I still think that this is a good technique as it ensures that the output is generated by a test system separate from the regular test. However, you are not unlikely to repeat the code you are using to generate that data anyway. In other words, you are replicating work you've already done to write your software.

With Golden Files

The concept of Golden Files is to make use of the test to generate the output file and save that data. In other words, your test uses your software to generate the output data, save it and then each and every time you run the test again, it uses that first instance as the expected output.

The one drawback with this technique is that you have to trust your software enough for generating that file with proper values. The very first time, you should verify that the contents of that file are as expected.

Generally speaking, your test will have an --update command line option which means that the data should be updated with whatever is generated anew instead of compared against the existing data.
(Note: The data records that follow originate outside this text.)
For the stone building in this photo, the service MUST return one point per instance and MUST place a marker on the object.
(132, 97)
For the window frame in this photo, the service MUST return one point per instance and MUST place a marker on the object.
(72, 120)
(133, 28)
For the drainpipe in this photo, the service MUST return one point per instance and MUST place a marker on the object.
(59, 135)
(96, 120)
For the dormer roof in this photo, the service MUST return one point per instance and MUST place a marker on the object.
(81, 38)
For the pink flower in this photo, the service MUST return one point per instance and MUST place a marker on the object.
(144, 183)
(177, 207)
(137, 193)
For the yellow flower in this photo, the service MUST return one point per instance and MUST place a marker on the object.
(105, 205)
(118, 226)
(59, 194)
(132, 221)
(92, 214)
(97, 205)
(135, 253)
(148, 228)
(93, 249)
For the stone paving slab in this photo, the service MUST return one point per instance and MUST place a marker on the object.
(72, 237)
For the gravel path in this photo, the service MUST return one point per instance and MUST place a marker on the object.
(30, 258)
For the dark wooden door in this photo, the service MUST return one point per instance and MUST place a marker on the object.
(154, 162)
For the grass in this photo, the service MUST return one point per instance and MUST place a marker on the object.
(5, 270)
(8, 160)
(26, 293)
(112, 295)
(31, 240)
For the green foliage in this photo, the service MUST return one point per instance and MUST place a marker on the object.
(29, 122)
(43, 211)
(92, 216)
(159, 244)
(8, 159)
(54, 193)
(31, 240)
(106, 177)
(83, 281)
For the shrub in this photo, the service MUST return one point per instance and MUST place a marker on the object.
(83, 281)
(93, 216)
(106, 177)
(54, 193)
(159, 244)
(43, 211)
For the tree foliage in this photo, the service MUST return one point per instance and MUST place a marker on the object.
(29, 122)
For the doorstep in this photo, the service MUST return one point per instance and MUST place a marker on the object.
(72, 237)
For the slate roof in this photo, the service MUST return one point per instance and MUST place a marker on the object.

One solution to limit the drawback is to have a compare which shows you clearly what has changed. That should make it pretty easy for the programmer to know whether the new data is what is now valid (i.e. a field was added, another removed, the value of a field changed, etc.)

Many of our tests for Snap! C++ can be found here. We are not yet using Golden Files in our tests, but with further and further tests running against network connections, we are looking into doing such to make sure that we can have large data transfers that work better.